I never used to like cabbage.

Somehow, at this time of year though, every year, I find myself making dishes with cabbage. From side dishes, to soups, to pasta dishes. They all taste good, they all have a really homey, comfort kind of feel, and they are all all delicious.

There are lots of different kinds of cabbage.  I do not profess to know them all, nor have I studied them, my experience has been with white and red cabbage which have tight leaves and heads that are far too large to use in any reasonable length of time, unless of course you go on a cabbage diet for a week. But what the heck, a head of cabbage is not very expensive.

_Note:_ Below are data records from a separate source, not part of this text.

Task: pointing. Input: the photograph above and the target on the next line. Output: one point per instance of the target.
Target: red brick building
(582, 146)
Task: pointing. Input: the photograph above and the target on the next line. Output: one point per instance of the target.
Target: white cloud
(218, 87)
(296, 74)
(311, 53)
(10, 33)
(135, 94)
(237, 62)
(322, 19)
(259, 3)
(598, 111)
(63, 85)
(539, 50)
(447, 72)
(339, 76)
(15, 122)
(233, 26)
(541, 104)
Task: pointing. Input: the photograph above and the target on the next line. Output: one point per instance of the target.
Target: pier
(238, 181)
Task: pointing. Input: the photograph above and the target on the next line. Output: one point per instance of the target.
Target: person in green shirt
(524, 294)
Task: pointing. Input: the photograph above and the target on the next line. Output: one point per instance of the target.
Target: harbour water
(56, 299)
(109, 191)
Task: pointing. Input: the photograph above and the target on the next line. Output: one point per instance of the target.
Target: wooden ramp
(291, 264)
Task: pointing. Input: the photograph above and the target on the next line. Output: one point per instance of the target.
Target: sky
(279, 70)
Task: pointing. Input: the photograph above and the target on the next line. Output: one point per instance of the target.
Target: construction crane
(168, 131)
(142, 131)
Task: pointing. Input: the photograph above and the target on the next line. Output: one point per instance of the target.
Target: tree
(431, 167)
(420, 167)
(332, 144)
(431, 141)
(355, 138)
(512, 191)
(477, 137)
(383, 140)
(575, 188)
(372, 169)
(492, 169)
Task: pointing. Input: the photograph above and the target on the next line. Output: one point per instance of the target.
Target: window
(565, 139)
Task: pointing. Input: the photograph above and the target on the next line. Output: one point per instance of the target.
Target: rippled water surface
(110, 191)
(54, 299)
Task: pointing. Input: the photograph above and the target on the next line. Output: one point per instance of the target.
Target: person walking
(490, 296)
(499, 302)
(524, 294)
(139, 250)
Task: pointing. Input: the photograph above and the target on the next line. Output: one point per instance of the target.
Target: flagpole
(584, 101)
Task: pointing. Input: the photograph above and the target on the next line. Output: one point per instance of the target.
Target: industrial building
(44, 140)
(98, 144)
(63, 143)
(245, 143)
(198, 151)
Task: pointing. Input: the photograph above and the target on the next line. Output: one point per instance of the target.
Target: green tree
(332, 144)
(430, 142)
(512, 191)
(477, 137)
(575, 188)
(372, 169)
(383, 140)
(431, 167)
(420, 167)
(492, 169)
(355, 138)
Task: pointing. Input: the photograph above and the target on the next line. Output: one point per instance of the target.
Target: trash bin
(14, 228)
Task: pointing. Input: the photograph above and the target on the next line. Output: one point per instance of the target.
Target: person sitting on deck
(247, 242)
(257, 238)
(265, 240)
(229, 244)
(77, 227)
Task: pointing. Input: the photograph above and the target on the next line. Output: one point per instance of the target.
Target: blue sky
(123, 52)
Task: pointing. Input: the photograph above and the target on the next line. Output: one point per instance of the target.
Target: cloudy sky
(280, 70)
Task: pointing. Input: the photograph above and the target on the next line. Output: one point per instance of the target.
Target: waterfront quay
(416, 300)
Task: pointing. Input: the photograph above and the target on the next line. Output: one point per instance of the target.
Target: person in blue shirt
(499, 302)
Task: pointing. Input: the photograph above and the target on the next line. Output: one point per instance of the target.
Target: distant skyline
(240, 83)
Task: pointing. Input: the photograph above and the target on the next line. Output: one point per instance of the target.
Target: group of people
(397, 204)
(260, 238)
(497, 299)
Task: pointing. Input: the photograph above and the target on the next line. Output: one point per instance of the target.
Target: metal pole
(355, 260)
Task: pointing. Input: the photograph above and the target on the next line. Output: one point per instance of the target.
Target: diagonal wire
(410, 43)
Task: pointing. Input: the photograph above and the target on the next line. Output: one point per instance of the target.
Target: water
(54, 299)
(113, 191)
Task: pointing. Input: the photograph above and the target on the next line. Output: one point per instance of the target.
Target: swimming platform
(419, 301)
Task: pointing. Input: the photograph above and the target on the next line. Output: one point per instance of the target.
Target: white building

Then there is savoy cabbage, it’s round like the white cabbage, but it has curly, looser leaves different than the traditional white/red cabbage and it has a lot more personality. Then there are others.

Some are more suited to certain kinds of dishes than others. For instance, savoy cabbage is favored for stuffed cabbage, the white cabbage is favored for caramelized cabbage as well as some cabbage soups as it holds up when cooked.

This year’s fascination included a soup, a side and a pasta. I still have to make sweet and sour cabbage soup and caramelized cabbage, but these will have to wait until next season.

In the meantime, try these if you get into the same mood.

Savoy and Cauliflower Gratin

Rustic Savoy Cabbage and Potatoes

Sweet and Peppery Caramelized Cabbage Pasta

Colcannon – The Irish Inspired Mashup

I have one other, which can be made with kale or cabbage (although kale is part of the cabbage family) but its more about the pork chops then the kale. Au Naturele Pork Chops. But have no fear, I have included the kale recipe with the pork chops and both are worth the effort!